Will you?
Listen to me please; I wake up every day hoping that someday things would change but knowing that I would be the one to change my life. I go through the motions like it was nothing but hoping someone would see me the real me. Not someone that they think they see.
I don’t know who I can confine in.
I don’t know what is keeping me from being kind.
I don’t know when I can trust someone.
I don’t know where I can find myself.
I don’t know why I feel the need to hide.
I don’t know how I can truly save myself.
I don’t know how I can let the real me come out.
Is it because I am afraid or is it because I am just weak?
I shut out all of my emotions. So that I can function “properly” and live a normal life but, what is normal there is no such thing as normal is there? Doing so is not enough anymore I want to break out, I want to make someone listen, I want to try to make someone understand what I am feeling. But I am afraid, why am I so afraid?
Why can’t I trust people anymore?
Is it because once I trust someone, they always end up letting me down.

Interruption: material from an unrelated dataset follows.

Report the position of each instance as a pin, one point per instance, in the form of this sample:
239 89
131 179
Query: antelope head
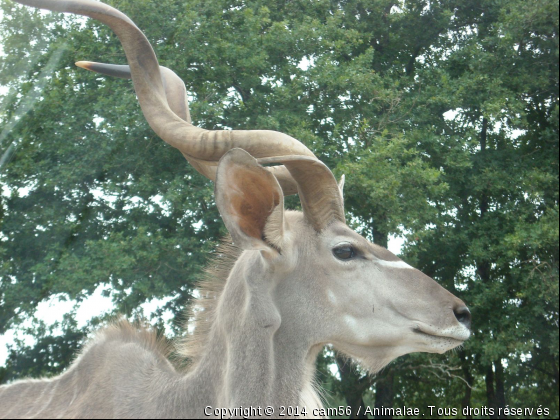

Why can’t I make someone listen?
Are you hearing me?
Why don’t you listen to me?
Why can’t I make you understand?
The pain I am feeling every day, the suffering that I am in. I just don’t want to always be sad. I want someone to save me from this misery I call my life.
Are you there?
Are you listening?
Do you understand now? How I feel?
How I can I possibly save myself?
I tell myself it would get better but, lately it just gotten worse.
I wondering will I see the light again? Will you help me?
I am asking you to help me, please help me please. Before it’s all too late.
>> I'm just tired with my life. I want to scream. I want to escape. I want to runaway.